What do you people use? Full feeds or partial RSS feeds? I am currently using partial feeds however I am wondering what the rest of you use.
Partial feeds. If you provide a full feed you run the risk of some MFA site using your complete articles to make money from.
Partial. The purpose of the feed is to bring the users back in the site. With a full feed they don't have any reason to come back
I was reading an article the other day saying full feeds can actually lead to more traffic than partials. I'm really not sure how that would work. I'm for partial feeds though. When I used full feeds, I found too many people scraping, and I'm simply not a fan of that.
How beneficial is offering rss feeds on website traffic? I am concidering implementing rss but not sure whether to or not.

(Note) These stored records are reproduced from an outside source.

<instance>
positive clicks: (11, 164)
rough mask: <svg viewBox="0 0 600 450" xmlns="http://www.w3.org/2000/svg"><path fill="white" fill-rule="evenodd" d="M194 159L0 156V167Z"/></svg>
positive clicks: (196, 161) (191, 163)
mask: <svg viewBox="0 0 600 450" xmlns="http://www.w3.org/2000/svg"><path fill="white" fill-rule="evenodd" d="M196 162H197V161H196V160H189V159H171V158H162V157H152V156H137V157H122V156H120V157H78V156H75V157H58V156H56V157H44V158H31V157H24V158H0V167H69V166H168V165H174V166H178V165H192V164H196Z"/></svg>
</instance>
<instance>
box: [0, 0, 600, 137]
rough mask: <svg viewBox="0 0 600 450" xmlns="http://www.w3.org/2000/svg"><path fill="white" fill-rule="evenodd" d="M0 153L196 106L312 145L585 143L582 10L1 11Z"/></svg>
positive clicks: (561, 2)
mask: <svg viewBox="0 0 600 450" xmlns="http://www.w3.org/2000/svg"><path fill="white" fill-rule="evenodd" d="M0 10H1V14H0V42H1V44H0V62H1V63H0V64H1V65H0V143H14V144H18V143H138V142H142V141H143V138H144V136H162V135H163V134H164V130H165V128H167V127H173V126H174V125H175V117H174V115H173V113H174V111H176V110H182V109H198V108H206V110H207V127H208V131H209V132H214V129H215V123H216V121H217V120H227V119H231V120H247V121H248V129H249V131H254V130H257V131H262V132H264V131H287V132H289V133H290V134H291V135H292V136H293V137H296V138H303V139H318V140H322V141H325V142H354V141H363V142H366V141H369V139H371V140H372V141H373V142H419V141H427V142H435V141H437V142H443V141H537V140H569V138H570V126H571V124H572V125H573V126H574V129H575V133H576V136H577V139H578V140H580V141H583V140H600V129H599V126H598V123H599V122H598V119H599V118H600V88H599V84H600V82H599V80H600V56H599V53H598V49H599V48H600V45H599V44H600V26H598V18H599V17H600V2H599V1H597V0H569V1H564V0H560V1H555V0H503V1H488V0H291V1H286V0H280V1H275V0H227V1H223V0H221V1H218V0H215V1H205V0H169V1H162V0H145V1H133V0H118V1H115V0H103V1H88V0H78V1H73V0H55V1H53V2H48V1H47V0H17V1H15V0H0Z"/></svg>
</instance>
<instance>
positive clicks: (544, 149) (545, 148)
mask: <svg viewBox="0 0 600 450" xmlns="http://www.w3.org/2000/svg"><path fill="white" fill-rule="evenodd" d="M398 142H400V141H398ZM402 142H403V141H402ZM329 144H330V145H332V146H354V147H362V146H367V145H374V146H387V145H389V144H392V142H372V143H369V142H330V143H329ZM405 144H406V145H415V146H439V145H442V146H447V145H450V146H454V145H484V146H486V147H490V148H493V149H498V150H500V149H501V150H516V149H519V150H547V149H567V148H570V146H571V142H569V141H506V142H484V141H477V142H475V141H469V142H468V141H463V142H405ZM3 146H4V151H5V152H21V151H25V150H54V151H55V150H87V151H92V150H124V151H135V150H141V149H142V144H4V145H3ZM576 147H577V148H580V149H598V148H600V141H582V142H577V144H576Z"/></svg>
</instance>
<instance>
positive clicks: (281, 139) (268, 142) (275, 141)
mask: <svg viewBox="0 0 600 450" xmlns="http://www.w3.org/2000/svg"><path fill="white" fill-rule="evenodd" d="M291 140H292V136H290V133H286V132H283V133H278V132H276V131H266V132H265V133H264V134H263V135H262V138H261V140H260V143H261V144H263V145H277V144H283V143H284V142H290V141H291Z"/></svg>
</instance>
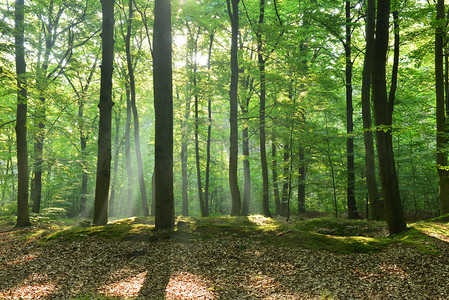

I can vouch that full feeds DO offer far more traffic. 90% of most readers don't have the time to click on the site, and will just delete feeds that don't have everything they want. If you want a larger readership, go full.
The largest benefit is that it creates loyal readers. If people don't visit your site every day, they might forget it even exists. By adding a feed, it allows them to add it to their reader and you know they'll be reminded when you have new content.
Which is exactly why you should use full feeds ...I voted full feeds because that's what I use on all my blogs.
Full for me. When I switched to full feeds about a year a go I noticed an initial drop in traffic but found I was getting more organic links which led to improved SERPS (hypothesising there) and more traffic from the search engines. I know when I follow the feeds from other sites there is a much greater change of me quoting and linking to a site that I can read in my feed reader.
How do the full feeds affect you with duplicate content? Obviously, if your blog is indexed first, that's a plus, but what if it's a reasonably new blog, and you're not being crawled as often as some of the sites displaying your feed (such as if you have a feed on a Squidoo lens that gets crawled more than a brand new blog of yours or something)?
Jenn - the best thing to do is setup auto-submission of your sitemap every time you publish. This way you can almost be 100% sure that your site will be listed as the source, rather as duplicate.
Also have links in your feed back to your site, that way if your feed does get scraped it will still be linking to you.
I'm a big believer in unique content, which is why I don't do full feeds, use article marketing with anything from my site, etc., aside from a few old non-exclusive pieces I'd written and re-used. So the idea definitely makes me a little bit uncomfortable. I'll likely stick with partials for now, but if I ever switch, I'll be sure to use your tips. Thanks.